24

Jan 11

The Different Types of Formula-based Content

Goddard

There have been  comparatively few articles written in the mainstream SEO blogs about creating content based on formulas – the only folks that seem to cover this topic tend to be from the seedy underside of affiliate marketing, under the term “article spinning”.  David Leonhardt’s recent article (more reputable I think), gives some good examples of what the practice entails.

There are various tools available for “spinning” content, but depending on the business goals and approach, the various methods have different tradeoffs.  Pursuing a formula-based content strategy in order to attract traffic is often unadvisable due to the probability of detection (and potential ranking penalties), and should be approached only with a high degree of caution.
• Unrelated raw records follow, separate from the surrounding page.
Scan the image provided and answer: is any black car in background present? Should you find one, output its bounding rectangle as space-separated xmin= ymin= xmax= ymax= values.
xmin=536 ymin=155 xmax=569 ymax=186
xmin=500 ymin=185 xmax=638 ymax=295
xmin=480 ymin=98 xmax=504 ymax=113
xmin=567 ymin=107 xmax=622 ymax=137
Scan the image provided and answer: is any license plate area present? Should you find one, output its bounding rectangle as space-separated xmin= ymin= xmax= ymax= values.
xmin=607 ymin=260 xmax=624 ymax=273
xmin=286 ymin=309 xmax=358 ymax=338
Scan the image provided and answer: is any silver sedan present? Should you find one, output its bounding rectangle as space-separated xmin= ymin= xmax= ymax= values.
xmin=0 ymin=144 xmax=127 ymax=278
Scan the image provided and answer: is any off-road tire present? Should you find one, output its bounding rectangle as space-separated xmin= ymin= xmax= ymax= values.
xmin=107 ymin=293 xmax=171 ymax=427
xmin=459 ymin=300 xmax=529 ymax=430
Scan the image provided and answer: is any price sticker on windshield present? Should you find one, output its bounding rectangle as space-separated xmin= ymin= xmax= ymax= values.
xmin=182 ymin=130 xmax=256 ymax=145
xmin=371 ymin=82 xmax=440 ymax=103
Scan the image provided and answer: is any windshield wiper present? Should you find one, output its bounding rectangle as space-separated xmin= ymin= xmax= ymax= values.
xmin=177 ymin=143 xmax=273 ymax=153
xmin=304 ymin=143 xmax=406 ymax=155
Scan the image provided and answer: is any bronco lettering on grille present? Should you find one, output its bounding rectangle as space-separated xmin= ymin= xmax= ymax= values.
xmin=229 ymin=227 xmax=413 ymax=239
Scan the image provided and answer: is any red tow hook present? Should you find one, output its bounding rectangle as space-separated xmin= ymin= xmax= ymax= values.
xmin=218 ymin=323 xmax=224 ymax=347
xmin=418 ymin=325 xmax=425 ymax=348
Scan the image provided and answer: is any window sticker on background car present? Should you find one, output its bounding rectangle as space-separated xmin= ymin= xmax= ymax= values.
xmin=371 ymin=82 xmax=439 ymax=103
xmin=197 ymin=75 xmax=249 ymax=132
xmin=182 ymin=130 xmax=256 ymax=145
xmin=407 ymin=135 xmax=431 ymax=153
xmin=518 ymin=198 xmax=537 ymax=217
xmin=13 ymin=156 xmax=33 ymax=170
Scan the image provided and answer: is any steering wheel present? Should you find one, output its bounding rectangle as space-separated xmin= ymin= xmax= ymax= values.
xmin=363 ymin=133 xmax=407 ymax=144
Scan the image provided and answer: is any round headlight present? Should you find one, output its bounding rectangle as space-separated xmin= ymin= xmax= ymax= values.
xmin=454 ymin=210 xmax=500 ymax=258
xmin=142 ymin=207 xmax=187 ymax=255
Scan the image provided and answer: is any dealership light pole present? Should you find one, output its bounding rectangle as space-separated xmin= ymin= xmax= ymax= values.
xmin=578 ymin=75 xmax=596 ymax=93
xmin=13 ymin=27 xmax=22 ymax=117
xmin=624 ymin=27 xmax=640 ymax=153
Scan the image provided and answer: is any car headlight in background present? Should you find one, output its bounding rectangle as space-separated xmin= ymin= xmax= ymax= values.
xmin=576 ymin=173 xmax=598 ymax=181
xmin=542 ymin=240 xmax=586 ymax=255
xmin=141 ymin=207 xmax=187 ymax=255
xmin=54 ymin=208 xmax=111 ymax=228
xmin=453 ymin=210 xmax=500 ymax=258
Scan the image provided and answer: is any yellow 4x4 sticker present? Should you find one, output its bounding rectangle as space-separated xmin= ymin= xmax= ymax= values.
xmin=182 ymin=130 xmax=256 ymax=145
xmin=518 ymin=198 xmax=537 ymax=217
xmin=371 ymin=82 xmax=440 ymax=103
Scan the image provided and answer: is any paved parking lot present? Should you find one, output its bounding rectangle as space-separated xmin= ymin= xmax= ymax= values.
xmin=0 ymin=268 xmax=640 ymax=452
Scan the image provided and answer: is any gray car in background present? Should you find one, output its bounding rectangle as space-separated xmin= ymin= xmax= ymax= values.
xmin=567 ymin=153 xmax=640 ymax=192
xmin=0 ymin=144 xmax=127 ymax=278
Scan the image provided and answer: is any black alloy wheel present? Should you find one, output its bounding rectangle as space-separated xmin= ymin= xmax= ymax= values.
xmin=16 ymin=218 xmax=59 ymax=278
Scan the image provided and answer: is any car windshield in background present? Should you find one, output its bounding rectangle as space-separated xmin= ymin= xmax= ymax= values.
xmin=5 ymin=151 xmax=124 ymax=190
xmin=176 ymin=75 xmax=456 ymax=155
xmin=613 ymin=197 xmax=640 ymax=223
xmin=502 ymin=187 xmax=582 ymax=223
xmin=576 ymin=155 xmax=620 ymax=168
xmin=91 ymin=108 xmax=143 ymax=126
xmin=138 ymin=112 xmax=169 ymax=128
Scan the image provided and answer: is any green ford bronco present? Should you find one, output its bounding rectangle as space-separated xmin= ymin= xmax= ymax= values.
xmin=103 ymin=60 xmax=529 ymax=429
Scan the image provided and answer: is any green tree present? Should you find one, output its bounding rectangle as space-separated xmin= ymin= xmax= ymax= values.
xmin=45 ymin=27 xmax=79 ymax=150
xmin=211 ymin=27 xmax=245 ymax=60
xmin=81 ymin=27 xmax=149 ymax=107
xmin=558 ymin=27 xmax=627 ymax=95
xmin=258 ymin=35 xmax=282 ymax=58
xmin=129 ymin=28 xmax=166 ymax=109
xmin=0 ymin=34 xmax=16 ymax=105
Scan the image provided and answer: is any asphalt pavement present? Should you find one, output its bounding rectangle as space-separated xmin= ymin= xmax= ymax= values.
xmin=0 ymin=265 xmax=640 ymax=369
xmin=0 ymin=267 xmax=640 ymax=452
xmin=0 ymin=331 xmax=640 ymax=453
Google has a technology for near-duplicate detection available to them called “Simhash“, which has been published on extensively in the literature (and Google has even openly presented on it in the academic community).  When Google presents on something and casually talks about applying it to trillions of documents, that usually means – it’s key to their search capability.

The Simhash algorithm essentially breaks documents into tiny pieces, then compares how many of the pieces are identical – in a way that is highly resistant to fooling; even if you move pieces of sentences around so the documents are in different orders,  it can still detect that the two documents are similar.  Simhash isn’t perfect, and Google doubtless has additional and more sophisticated algorithms now, but it’s instructive in that it illustrates you can’t just change one thing about a document and think “OK, that’s not a duplicate now” – in fact, it’s a near-duplicate and will likely be detected.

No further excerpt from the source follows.